[Life and Letters of Lord Macaulay by George Otto Trevelyan]@TWC D-Link bookLife and Letters of Lord Macaulay CHAPTER II 35/58
My opinions, good or bad, were learnt, not from Hunt and Waithman, but from Cicero, from Tacitus, and from Milton.
They are the opinions which have produced men who have ornamented the world, and redeemed human nature from the degradation of ages of superstition and slavery.
I may be wrong as to the facts of what occurred at Manchester; but, if they be what I have seen them stated, I can never repent speaking of them with indignation. When I cease to feel the injuries of others warmly, to detest wanton cruelty, and to feel my soul rise against oppression, I shall think myself unworthy to be your son. I could say a great deal more.

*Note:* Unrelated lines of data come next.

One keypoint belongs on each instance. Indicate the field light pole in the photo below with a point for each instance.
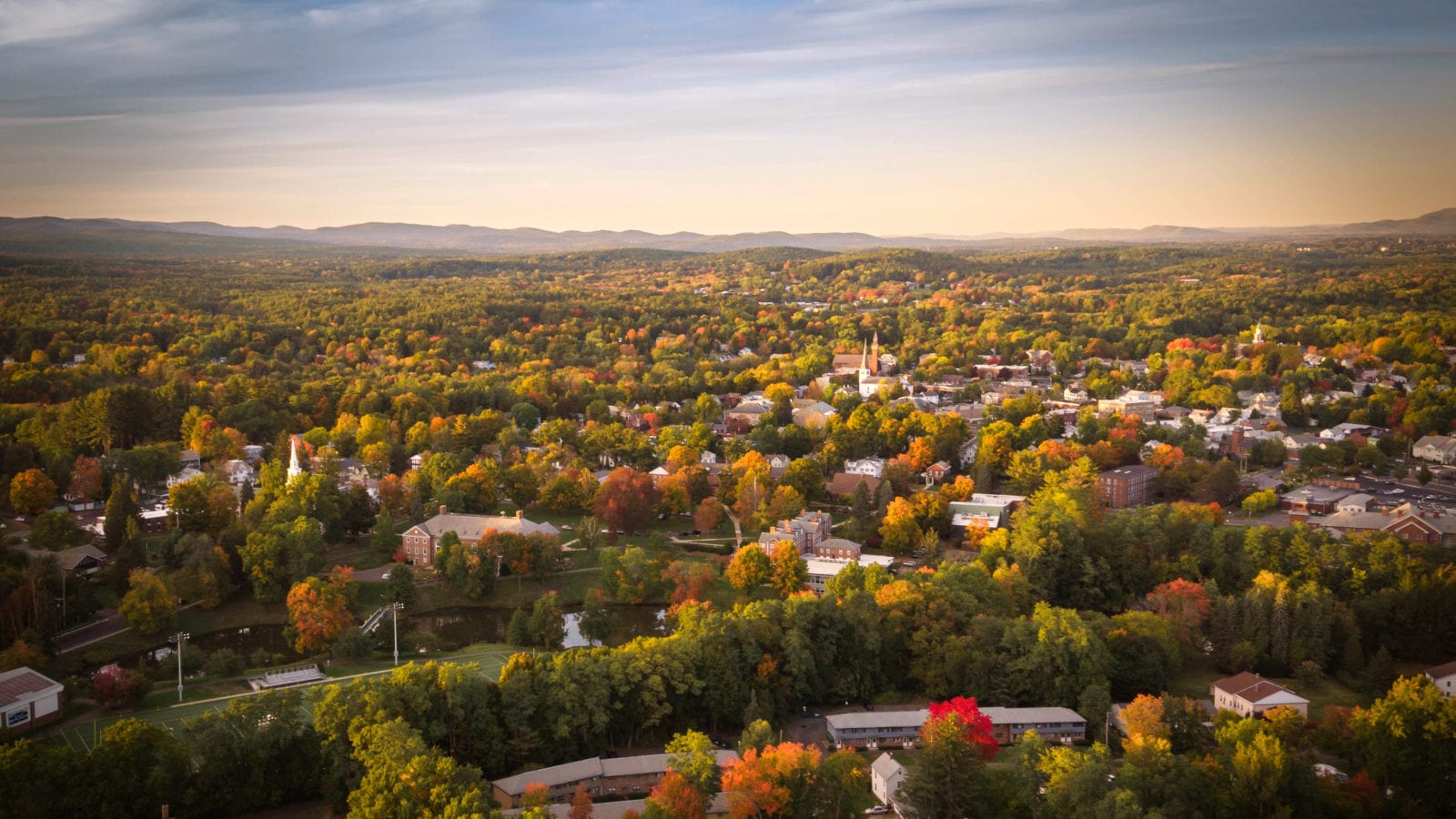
(393, 610)
(179, 637)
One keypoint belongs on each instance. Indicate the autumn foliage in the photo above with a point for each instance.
(319, 610)
(771, 783)
(961, 716)
(674, 796)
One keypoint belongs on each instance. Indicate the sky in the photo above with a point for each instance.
(931, 116)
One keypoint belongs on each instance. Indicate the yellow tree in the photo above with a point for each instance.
(790, 571)
(749, 569)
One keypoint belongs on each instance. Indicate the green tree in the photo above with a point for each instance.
(596, 617)
(405, 777)
(149, 605)
(948, 777)
(1407, 741)
(400, 584)
(546, 625)
(692, 755)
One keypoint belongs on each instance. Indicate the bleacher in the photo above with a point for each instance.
(291, 675)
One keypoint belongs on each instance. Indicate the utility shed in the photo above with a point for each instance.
(28, 698)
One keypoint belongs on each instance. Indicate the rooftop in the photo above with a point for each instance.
(24, 685)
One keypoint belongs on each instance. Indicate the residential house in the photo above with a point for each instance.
(1249, 695)
(1132, 402)
(1438, 450)
(84, 560)
(813, 416)
(239, 472)
(187, 474)
(873, 467)
(778, 464)
(1445, 678)
(1053, 724)
(1341, 431)
(422, 540)
(885, 777)
(1126, 486)
(936, 472)
(844, 484)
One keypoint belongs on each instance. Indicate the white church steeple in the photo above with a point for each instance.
(293, 460)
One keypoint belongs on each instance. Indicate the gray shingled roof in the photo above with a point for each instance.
(473, 526)
(552, 777)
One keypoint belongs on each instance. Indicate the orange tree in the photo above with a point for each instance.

Above all I might, I think, ask, with some reason, why a few democratical sentences in a letter, a private letter, of a collegian of eighteen, should be thought so alarming an indication of character, when Brougham and other people, who at an age which ought to have sobered them talk with much more violence, are not thought particularly ill of? But I have so little room left that I abstain, and will only add thus much.
Were my opinions as decisive as they are fluctuating, and were the elevation of a Cromwell or the renown of a Hampden the certain reward of my standing forth in the democratic cause, I would rather have my lips sealed on the subject than give my mother or you one hour of uneasiness.